Early promotion for Series Land Rovers promoted them as farm workhorses that could also “take you into the city.” Their towing ability drew the attention of equestrians, and adverts in Country Life suggested that the Land Rover was the ideal vehicle from which to watch the races, as well as work them.

A Scent of EnglandHer father, John Kempton, gained fame as a trainer of steeplechase horses when, at the 1967 Grand National, his horse, Foinavon, slipped through an unbelievable 29-horse pileup at one jump and galloped to victory — despite the 100-1 odds against it. Nothing like it has occurred in the steeplechase world since; a jump at Aintree is named for Foinavon and there’s even a commemorative plaque on the lodge near his old training stable. John’s surprising fame enabled him to move about between stables in the Devon region.

When he found scuba diving more intriguing, he sold his stables and opened a dive shop named “Surf and Turf” [Ah, British humor -ed.] Fiona marveled at her father’s multiple occupations and entrepreneurial spirit. While in school in Devon, she emulated him by creating bean bags and pencil bags to sell to her teachers and classmates.

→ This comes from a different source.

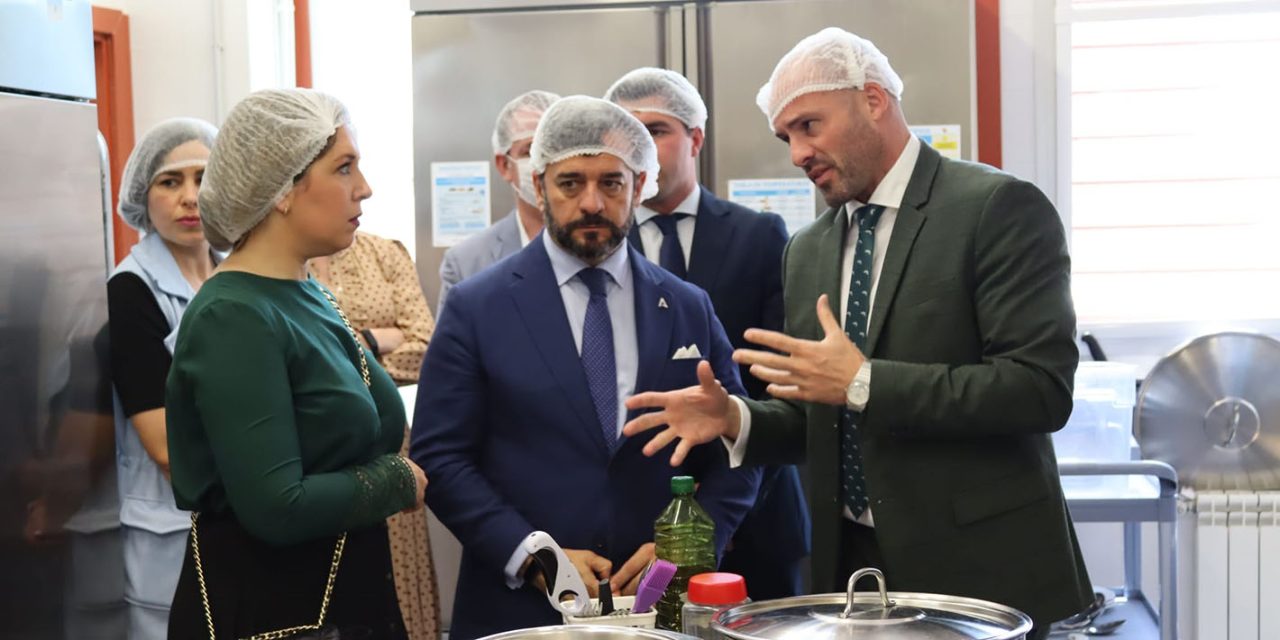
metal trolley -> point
(1141, 502)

By the time she was 12, she was selling her creations on consignment.

She went on to graduate from Kingston University, in Kingston-On-Thames, in 2000, moved to New York City, and began designing handbags and other accessory items for GAP and other well-known American brands. “When I left corporate America, I worked at a startup. At a party, I mentioned my interests to a friend, who was an actress appearing as a presenter on QVC. I showed her a handbag/laptop case and the brand grew from there.”

A Scent of England

Fiona sought to recreate the feel, texture, scents and other sensations from her childhood around riding stables, (“My father was always dressed in the same tweeds,”) old sailboats and of course, Land Rovers. “When I’ve gone on safari, I’ve taken photos of the Land Rovers more than the wildlife,” she confessed. In 2009, she founded Kempton & Company, now located in the Red Hook neighborhood of Brooklyn, in order to design and manufacture carryall’s, duffels, bags and odd accessories that reflect her past.

“I started designing and making bags in a loft at my house. I then moved the ‘factory’ into a store, and then to our Red Hook location. Sadly, it’s hard for me to find artisans to construct the bags here, and I much prefer life as a designer than as a factory manager.”

Fiona has established a manufacturing site in Kenya. That’s where an annual 4×4 off-road event called “The Rhino Charge” raises funds for rhinoceros preservation projects — and Fiona has visions of competing one year. “I learned how to play polo in Zambia, where I came across their “Elephant Charge” off-road rally to raise funds for animal conservation.”

Her participation in polo matches will take her to the Hamptons and Bethpage, Long Island, and Greenwich, CT, this late summer and fall. What would go better at a polo event than a Land Rover?

A Scent of England

Fiona knew she needed to find a Land Rover to promote her work and link it with her British upbringing. At an interview at her Red Hook store, she reflected, “I grew up going to boarding school in a Land Rover, riding in the back tub. People in Devon use them as a workhorse.” She set her father, John, to work to source one for her.

He found a 1988 Land Rover 110 in the north of England. “I have to haul a lot of stuff,” she said, “and I wanted it to be a walking billboard. I didn’t realize how much attention it would draw, but it attracts guys like flies at a beach! It is so cool to have our brand reflected through a Land Rover as they have been so much a part of my life.”

Her husband, Idriss Dafaa, and Fiona have also purchased an ’09 Range Rover “because it hauls so much stuff and it means I don’t have to take the 110 out on salted roads in the winter.” There’s a third Land Rover on the way, an ’89 Land Rover 90 200 Tdi, that will be painted Hunter Green. It, too, will serve as an entertaining promotional vehicle for the company. “Our daughter, Eve, age 6, absolutely loves the Land Rovers; she’s always asking, ‘Can I sit sideways in the car?!’”

A walk through the remarkable goods offered at her store helped me understand the lure of her English past in creating a wide range of products. For men, there’s a collection of intriguing leather pocket notebooks with titles such as “Remember What Not to Do, Vol. XIII” and “Things I Have Seen From a Train.” There are also sailing gloves and auto racing gloves. There are duffels of distressed sailcloth, and for all I know, old Land Rover seat upholstery or worn horse blankets — all carry texture and the scent of England. Look for the Land Rover 110 and pop up displays around New York this summer.